Cluster-based permutation testing addresses this by:
- Performing voxelwise statistics (t-values)
- Forming clusters of adjacent significant voxels
- Using cluster statistics (mass or size) instead of individual voxels
- Building null distributions through random group permutations
- Controlling family-wise error at the cluster level
Method Implementation
The analysis follows the Maris & Oostenveld (2007) framework:
- Voxelwise Testing: Compute t-statistics at each voxel
- Cluster Formation: Threshold at p < cluster_threshold to form clusters
- Cluster Statistics: Calculate mass (sum of t-values) or size (voxel count)
- Permutation Testing: Randomly reassign subjects to groups 1,000+ times
- Null Distribution: Build distribution of maximum cluster statistics under null
- Significance Testing: Compare observed clusters to null distribution
User Interface
Subject Configuration
Configure experimental groups through an intuitive interface:
- Subject-Simulation Pairs: Link each subject to their TI simulation
- Group Classification: Assign subjects as “Responder” or “Non-Responder”
- CSV Import/Export: Batch configuration management for reproducibility
Statistical Parameters
Test Configuration
- Test Type: Unpaired (independent groups) or paired (repeated measures)
- Alternative Hypothesis: Two-sided, greater than, or less than
- Cluster Threshold: p-value for initial cluster formation (default: 0.05)
- Cluster Statistic: “Mass” (t-value sum) or “Size” (voxel count)

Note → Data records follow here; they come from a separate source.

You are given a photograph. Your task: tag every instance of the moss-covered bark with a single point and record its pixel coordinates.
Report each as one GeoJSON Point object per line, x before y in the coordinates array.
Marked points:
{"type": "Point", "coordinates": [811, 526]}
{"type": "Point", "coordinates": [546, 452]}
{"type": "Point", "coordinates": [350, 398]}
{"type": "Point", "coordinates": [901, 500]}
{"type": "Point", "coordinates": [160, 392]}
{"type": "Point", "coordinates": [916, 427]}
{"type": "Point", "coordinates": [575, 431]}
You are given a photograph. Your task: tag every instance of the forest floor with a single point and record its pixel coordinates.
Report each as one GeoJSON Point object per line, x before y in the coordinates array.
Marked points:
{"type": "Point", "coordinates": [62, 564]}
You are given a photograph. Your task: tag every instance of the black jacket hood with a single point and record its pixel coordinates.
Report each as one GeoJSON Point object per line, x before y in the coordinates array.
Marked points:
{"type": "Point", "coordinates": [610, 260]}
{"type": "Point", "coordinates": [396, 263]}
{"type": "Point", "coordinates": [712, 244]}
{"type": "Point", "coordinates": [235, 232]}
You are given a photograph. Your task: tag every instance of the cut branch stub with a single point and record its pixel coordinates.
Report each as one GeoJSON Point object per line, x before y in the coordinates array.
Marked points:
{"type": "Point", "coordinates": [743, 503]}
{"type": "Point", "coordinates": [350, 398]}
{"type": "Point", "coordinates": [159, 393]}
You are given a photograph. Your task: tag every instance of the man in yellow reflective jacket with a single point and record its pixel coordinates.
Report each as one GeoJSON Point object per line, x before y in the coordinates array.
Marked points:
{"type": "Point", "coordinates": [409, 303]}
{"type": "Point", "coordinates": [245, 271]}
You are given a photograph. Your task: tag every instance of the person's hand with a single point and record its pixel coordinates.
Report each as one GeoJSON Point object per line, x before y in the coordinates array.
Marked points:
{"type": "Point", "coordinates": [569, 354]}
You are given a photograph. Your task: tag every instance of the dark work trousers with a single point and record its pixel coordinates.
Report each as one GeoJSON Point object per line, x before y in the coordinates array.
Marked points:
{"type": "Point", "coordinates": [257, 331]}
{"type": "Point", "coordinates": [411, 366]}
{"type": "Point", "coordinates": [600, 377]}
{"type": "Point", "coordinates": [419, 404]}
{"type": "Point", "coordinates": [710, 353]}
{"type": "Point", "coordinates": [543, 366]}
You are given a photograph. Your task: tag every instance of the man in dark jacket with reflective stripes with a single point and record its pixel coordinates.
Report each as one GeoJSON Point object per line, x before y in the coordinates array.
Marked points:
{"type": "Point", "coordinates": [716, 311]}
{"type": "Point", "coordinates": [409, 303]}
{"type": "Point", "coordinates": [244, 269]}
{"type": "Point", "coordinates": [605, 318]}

- Significance Level: cutoff for the permutation null distribution (default: 0.05)
Workflow Example
Responder vs Non-Responder Analysis
- Launch Extension: Settings → Extensions → “Cluster-Based Permutation Testing”
- Configure Subjects:
- Subject 001: Simulation “HIPP_L”, Responder
- Subject 002: Simulation “HIPP_L”, Non-Responder
- … (10+ subjects total)
- Set Parameters:
- Test type: Unpaired
- Permutations: 1,000
- Cluster statistic: Mass
- Run Analysis: This cann take a while depending on dataset size, number of permutations, and number of cores assigned
Output Structure
Results are saved to derivatives/ti-toolbox/stats/{analysis_name}/:
hippocampus_responders_vs_nonresponders/
├── significant_voxels_mask.nii.gz # Binary mask of significant voxels
├── pvalues_map.nii.gz # P-value map (-log10 scale)
├── average_responders.nii.gz # Group average for responders
├── average_non_responders.nii.gz # Group average for non-responders
├── difference_map.nii.gz # Responders - Non-responders
├── permutation_null_distribution.pdf # Null distribution visualization
├── cluster_size_mass_correlation.pdf # Cluster statistics
├── analysis_summary.txt # Complete statistical report
├── permutation_details.txt # Detailed permutation log
├── analysis_TIMESTAMP.log # Processing log
└── config.json # Analysis configuration
Key Findings:
- Significant cluster in left hippocampus (p = 0.008, 1,245 voxels)
- Significant cluster in right hippocampus (p = 0.012, 987 voxels)
- Trend-level cluster in left entorhinal cortex (p = 0.067, 615 voxels)

Technical Details
Data Requirements
- File Format: NIfTI files in MNI space
- File Pattern: Default
grey_{simulation_name}_TI_MNI_MNI_TI_max.nii.gz - Data Type: Field intensity values in V/m
CSV-Based Configuration
Create subjects.csv:
subject_id,simulation_name,response
001,HIPP_L,1
002,HIPP_L,0
003,HIPP_R,1
004,HIPP_R,0
References
- Maris, E., & Oostenveld, R. (2007). Nonparametric statistical testing of EEG-and MEG-data. Journal of Neuroscience Methods, 164(1), 177-190.
- Nichols, T. E., & Holmes, A. P. (2002). Nonparametric permutation tests for functional neuroimaging: a primer with examples. Human Brain Mapping, 15(1), 1-25.
- Winkler, A. M., et al. (2014). Permutation inference for the general linear model. NeuroImage, 92, 381-397.